Here’s another one to add to the lists of recipes you never thought would be healthy: pasta with chicken and bacon in cream sauce! With a little Paleo ingenuity, the whole thing gets transformed into a dairy-free, vegetable-heavy treat that still tastes great (in fact, you might even prefer it).
If you’re an old hand at the Paleo game, you can already guess how this works: spaghetti squash stands in for the pasta, and coconut milk adds a completely dairy-free creamy effect. And don’t worry about accidentally making a tropical fusion chicken bacon pasta with the coconut milk: it doesn’t have that strong of a flavor and it works very well here to add some richness without being overwhelmingly coconutty.
If you don’t have any pre-cooked bacon, you could easily cook the bacon while the squash is cooling, between Step 7 and Step 8 of the directions. Then just continue with everything else as directed. This could make a complete meal all by itself, so you don’t even need to worry about a side dish unless you specifically want something else; just serve and enjoy!
Creamy Chicken And Bacon Pasta Recipe
Protein: 47g / %
Carbs: 26g / %
Fat: 32g / %
Values are per portion.
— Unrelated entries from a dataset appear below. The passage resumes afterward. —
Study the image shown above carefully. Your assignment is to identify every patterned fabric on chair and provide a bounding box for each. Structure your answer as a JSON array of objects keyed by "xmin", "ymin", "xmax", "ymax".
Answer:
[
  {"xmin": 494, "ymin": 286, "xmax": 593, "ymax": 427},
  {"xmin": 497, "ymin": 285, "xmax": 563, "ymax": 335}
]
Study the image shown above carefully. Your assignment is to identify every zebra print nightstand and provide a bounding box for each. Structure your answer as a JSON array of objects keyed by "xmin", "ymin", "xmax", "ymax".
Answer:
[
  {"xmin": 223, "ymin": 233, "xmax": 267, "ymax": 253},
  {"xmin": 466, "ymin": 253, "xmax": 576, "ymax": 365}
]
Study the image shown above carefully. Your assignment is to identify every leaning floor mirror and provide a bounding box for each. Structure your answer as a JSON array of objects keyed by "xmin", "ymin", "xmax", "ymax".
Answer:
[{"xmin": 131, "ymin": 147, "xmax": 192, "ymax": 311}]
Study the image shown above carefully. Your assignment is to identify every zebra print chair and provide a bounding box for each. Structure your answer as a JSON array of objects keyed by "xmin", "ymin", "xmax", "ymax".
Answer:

These are for information only & are not meant to be exact calculations.
- 1 spaghetti squash, halved lengthwise and seeded;
- 1 lb. chicken breast, boneless and skinless;
- 2 cups broccoli florets, cooked;
- 6 bacon strips, cooked;
- 1 onion, minced;
- 3 cloves garlic, minced;
- 1 ½ cups full fat coconut milk;
- 1 tbsp. olive oil;
- Sea salt and freshly ground black pepper;
- Preheat oven to 400 F.
- Lightly oil the spaghetti squash with 1 tbsp. of olive oil and season to taste with salt and pepper.
- Place the squash, cut side down, on a baking sheet and bake for 40 minutes, or until the flesh is soft.
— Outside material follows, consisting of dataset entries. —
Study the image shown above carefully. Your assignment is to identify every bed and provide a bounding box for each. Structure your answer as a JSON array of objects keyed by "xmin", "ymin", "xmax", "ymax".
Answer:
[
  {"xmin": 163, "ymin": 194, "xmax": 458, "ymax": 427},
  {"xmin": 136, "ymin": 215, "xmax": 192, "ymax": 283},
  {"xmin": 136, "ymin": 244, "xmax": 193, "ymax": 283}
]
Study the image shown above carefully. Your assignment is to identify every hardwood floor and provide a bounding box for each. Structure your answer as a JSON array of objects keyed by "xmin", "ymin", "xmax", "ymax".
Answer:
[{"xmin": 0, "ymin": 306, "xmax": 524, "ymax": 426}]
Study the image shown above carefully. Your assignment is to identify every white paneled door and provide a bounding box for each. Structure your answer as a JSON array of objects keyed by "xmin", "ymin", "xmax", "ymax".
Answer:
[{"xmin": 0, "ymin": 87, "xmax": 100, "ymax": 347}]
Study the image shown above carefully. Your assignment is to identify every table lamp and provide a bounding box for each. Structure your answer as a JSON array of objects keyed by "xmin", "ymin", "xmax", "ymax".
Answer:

- Heat some cooking fat over medium-high heat in a large skillet. Season chicken breast to taste.
- Cook the chicken breast for 6 to 7 minutes on each side, until browned and no longer pink.
- Let the chicken rest, and cut into thin slices.
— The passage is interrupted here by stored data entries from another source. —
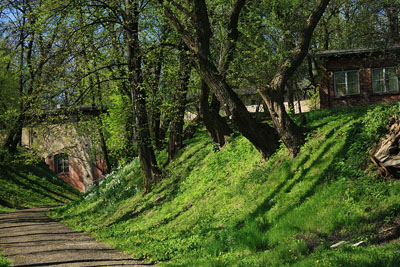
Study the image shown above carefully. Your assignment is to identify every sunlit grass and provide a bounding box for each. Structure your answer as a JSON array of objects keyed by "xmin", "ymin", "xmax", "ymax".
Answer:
[{"xmin": 51, "ymin": 104, "xmax": 400, "ymax": 266}]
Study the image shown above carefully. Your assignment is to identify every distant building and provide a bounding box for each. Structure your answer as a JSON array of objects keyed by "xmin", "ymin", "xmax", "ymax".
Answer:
[{"xmin": 316, "ymin": 47, "xmax": 400, "ymax": 109}]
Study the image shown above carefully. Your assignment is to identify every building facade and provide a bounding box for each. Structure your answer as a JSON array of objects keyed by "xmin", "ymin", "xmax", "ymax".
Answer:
[{"xmin": 317, "ymin": 47, "xmax": 400, "ymax": 109}]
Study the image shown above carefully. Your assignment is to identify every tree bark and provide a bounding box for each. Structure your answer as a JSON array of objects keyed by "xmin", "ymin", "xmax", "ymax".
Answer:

- Remove the squash from the oven and set aside until cool enough to be easily handled.
- Use a large fork or spoon to scoop the stringy flesh from the squash and place it in a bowl.
- Add minced garlic and onion to the skillet and cook until soft and fragrant. Add coconut milk, bring to a boil, and lower heat.
- Add the squash, bacon, broccoli, and chicken to the sauce. Stir well to combine, and cook until warmed through.
- Season with salt and pepper to taste and serve.